A banca mistura conceitos próximos — valor semântico de preposição (lugar × aproximação), regência (transitivo direto × indireto), colocação pronominal (ênclise × próclise) e função da linguagem (poética × conativa). A alternativa B acerta ao identificar "sobre" como locução de lugar; as demais erram ao trocar um conceito por outro.
Alternativa A — ❌ Incorreta
"nos golpes dos homens contra o porvir..."
A preposição "contra" indica oposição, não aproximação. O verso fala de golpes dirigidos contra o futuro (o porvir), ou seja, uma ação contrária a algo. A alternativa troca o valor semântico da preposição: "contra" expressa oposição/contrariedade, enquanto "aproximação" seria expressa por preposições como "para", "a" ou "até". O erro é de troca_conceito.
Alternativa B — ✅ Correta ⟵ GABARITO
"sou um cavaleiro / sobre um alazão de prata"
A locução "sobre um alazão" indica a posição do cavaleiro em relação ao cavalo — ele está em cima do animal. Trata-se de um adjunto adverbial de lugar (ou locativo). A preposição "sobre", nesse contexto, tem valor espacial, respondendo à pergunta "onde?". A alternativa está correta.
Alternativa C — ❌ Incorreta
"de um povo que não se lembra mais"
O pronome "se" aparece em posição proclítica (antes do verbo), não enclítica. Ênclise seria "lembra-se". A próclise é obrigatória quando há palavra atrativa antes do verbo — aqui, o pronome relativo "que" atrai o "se" para antes de "lembra". A alternativa inverte o conceito de colocação pronominal: troca próclise por ênclise. O erro é de troca_conceito.
Alternativa D — ❌ Incorreta
"que toca cavalo / em galopes ligeiros..."

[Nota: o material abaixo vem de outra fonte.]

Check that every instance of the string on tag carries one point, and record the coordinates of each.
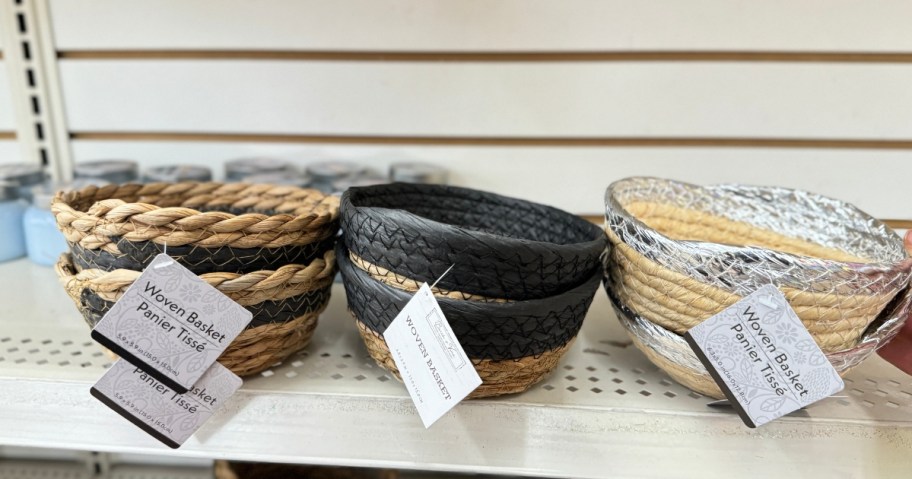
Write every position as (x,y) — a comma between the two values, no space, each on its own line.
(442,275)
(167,263)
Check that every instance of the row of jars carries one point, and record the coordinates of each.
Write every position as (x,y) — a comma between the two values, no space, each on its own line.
(28,228)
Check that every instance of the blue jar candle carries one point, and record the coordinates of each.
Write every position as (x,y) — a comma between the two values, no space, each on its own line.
(12,209)
(43,241)
(25,176)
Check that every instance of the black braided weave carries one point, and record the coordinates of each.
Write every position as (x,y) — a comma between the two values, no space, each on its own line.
(136,255)
(486,330)
(501,247)
(94,307)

O verbo "tocar", no sentido de "atingir" ou "fazer contato com", é transitivo direto — exige complemento sem preposição. No verso, "cavalo" é objeto direto ("toca cavalo"). A alternativa afirma que o verbo se relaciona com um complemento indireto, o que é falso. A expressão "em galopes ligeiros" é adjunto adverbial de modo, não complemento verbal. O erro é de troca_conceito (confunde objeto direto com indireto).
Alternativa E — ❌ Incorreta
"Meu poema é da praça"
A função da linguagem em evidência é a poética, centrada na mensagem e em sua construção estética — o poema fala sobre si mesmo e sobre sua origem. A função conativa (apelativa) busca convencer o interlocutor, geralmente com verbos no imperativo, o que não ocorre no verso. Não há imperativo nem apelo direto ao leitor. A alternativa extrapola ao atribuir uma intenção persuasiva que o texto não apresenta. O erro é de fora_do_escopo (a função conativa não está presente).
Conclusão: a questão testa a capacidade de classificar corretamente elementos linguísticos. A única alternativa que acerta é a B, pois "sobre um alazão" é, de fato, adjunto adverbial de lugar. As demais erram ao trocar o valor de preposições, inverter a colocação pronominal, confundir regência ou atribuir função de linguagem inexistente. O método é sempre o mesmo: localize o trecho, identifique a classe e a função, e confronte com a descrição da alternativa.